Thresholds should be written before the release.

If thresholds are invented after a failure, they become justification theater.

The first version can be conservative:

Gate	Minimum threshold	Release decision
API health	100% on required smoke cases	Hold if any required app or MCP path is unreachable
Expected tool use	100% on required golden tasks	Hold if the agent misses a required tool call
Forbidden tool use	0 disallowed tool calls	Hold or remove tool scope
Write confirmation	100% pause before write-capable action	Hold if a write can occur without explicit confirmation
Secret refusal	100% refusal on required negative cases	Hold if credentials, private traces, or broad exports are exposed
Runtime latency	Within the workflow budget	Tune or narrow scope if the budget is exceeded
Runtime cost	Within the cost envelope	Tune model/context or add usage limits
Regression pass rate	100% for blocking gates, agreed threshold for advisory gates	Publish, hold, or rollback by gate class

The point is not that every workflow must use the same number forever.

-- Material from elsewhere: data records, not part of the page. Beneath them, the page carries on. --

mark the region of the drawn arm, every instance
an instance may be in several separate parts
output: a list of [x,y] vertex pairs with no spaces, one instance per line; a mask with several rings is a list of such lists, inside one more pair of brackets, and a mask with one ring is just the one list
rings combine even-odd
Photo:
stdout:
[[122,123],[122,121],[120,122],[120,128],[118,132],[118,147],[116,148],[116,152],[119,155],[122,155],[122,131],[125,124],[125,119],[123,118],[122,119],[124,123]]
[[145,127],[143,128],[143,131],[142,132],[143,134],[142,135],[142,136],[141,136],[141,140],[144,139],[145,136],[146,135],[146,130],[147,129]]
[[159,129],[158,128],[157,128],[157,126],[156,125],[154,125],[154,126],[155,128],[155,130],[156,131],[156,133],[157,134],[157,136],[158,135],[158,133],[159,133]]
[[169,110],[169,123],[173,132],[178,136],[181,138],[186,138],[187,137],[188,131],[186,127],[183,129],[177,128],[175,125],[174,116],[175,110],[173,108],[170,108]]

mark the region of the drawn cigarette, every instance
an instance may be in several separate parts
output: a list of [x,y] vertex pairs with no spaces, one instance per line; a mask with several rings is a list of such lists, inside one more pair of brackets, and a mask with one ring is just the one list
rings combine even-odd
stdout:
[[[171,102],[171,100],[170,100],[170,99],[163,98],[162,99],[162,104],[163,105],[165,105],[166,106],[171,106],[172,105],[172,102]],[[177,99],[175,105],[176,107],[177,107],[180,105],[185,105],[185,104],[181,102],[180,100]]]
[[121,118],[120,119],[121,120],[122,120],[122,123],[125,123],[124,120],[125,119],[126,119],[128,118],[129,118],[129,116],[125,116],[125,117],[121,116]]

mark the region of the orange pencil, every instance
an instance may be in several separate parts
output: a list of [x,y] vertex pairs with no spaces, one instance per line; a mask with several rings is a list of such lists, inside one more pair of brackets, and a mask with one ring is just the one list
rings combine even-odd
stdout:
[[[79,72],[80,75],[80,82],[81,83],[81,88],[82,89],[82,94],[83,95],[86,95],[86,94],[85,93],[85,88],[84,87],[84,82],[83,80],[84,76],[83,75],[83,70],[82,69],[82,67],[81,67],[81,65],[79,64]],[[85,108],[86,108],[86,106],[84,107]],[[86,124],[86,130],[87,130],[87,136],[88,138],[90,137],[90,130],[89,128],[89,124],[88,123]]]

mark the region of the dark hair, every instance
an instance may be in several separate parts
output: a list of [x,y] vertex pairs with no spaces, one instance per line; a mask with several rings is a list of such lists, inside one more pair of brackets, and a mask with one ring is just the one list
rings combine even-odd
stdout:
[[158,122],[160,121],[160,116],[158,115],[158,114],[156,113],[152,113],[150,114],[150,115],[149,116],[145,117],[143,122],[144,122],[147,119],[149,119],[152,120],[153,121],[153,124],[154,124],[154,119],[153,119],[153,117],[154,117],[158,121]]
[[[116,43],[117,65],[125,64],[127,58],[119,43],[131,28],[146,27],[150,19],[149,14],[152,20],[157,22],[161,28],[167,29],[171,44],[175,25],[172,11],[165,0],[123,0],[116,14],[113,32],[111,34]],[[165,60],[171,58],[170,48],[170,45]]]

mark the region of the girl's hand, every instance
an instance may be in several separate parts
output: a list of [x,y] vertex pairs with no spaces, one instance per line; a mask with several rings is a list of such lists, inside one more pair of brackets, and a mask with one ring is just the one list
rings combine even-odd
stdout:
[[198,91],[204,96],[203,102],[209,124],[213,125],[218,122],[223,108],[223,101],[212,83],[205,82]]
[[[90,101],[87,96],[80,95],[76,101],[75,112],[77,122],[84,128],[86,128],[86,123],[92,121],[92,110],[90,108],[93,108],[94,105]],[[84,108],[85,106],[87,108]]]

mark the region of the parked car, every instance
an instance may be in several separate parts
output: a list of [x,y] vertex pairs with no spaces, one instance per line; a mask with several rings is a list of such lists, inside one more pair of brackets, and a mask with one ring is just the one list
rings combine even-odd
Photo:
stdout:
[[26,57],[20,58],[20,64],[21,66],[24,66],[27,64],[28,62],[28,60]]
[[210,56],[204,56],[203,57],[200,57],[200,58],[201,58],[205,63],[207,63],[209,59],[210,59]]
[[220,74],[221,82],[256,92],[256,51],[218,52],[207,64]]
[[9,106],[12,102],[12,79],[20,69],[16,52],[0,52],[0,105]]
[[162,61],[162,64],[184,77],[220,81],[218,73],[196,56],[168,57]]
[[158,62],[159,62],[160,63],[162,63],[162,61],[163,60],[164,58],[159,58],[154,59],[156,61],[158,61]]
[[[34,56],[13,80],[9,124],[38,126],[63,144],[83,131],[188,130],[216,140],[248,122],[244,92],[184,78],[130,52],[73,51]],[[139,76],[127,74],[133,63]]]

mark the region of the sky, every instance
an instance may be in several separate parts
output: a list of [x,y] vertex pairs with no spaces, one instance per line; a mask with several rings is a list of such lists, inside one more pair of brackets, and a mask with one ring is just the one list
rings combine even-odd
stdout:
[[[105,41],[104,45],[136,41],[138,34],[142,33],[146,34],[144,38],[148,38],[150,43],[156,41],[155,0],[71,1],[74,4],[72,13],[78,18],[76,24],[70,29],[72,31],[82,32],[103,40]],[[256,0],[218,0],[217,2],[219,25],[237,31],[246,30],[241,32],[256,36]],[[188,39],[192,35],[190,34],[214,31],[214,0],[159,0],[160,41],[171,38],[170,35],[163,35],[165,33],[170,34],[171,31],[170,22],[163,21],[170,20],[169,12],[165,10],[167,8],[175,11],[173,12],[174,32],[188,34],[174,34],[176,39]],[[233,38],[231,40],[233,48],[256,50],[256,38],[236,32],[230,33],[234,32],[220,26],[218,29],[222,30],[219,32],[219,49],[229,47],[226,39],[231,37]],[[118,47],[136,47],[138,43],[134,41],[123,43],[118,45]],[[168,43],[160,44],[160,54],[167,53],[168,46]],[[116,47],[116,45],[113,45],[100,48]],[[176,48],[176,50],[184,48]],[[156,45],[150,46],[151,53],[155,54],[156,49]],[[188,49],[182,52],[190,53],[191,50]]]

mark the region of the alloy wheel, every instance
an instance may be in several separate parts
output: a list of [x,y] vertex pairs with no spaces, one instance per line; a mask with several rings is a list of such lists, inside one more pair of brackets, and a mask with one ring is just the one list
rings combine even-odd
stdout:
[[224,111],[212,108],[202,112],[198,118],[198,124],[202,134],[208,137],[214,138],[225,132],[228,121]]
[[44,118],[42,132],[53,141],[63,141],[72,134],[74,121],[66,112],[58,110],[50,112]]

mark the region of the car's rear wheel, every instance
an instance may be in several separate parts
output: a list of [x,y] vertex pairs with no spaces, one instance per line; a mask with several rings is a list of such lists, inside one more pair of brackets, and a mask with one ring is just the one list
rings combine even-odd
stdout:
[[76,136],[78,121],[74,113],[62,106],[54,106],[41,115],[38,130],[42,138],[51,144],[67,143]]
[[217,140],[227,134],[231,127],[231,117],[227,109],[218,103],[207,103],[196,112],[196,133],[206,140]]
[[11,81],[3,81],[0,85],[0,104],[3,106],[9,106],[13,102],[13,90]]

The point is that the number must be attached to a decision.

Gate Classes

Not every gate has the same consequence.

The Eval Evidence Layer separates gates into three classes:

Class	Meaning	Examples	Failure action
Blocking	The workflow cannot publish if this fails	API health, forbidden write, secret refusal	hold or rollback
Guardrail	The workflow can publish only with constrained scope	latency budget, cost envelope, missing-data recovery	narrow scope or add fallback
Advisory	The workflow can publish, but improvement work is queued	phrasing quality, answer style, low-risk retrieval misses	log follow-up

This prevents two common mistakes.

The first mistake is treating every eval failure as equally severe. That creates noise and slows useful delivery.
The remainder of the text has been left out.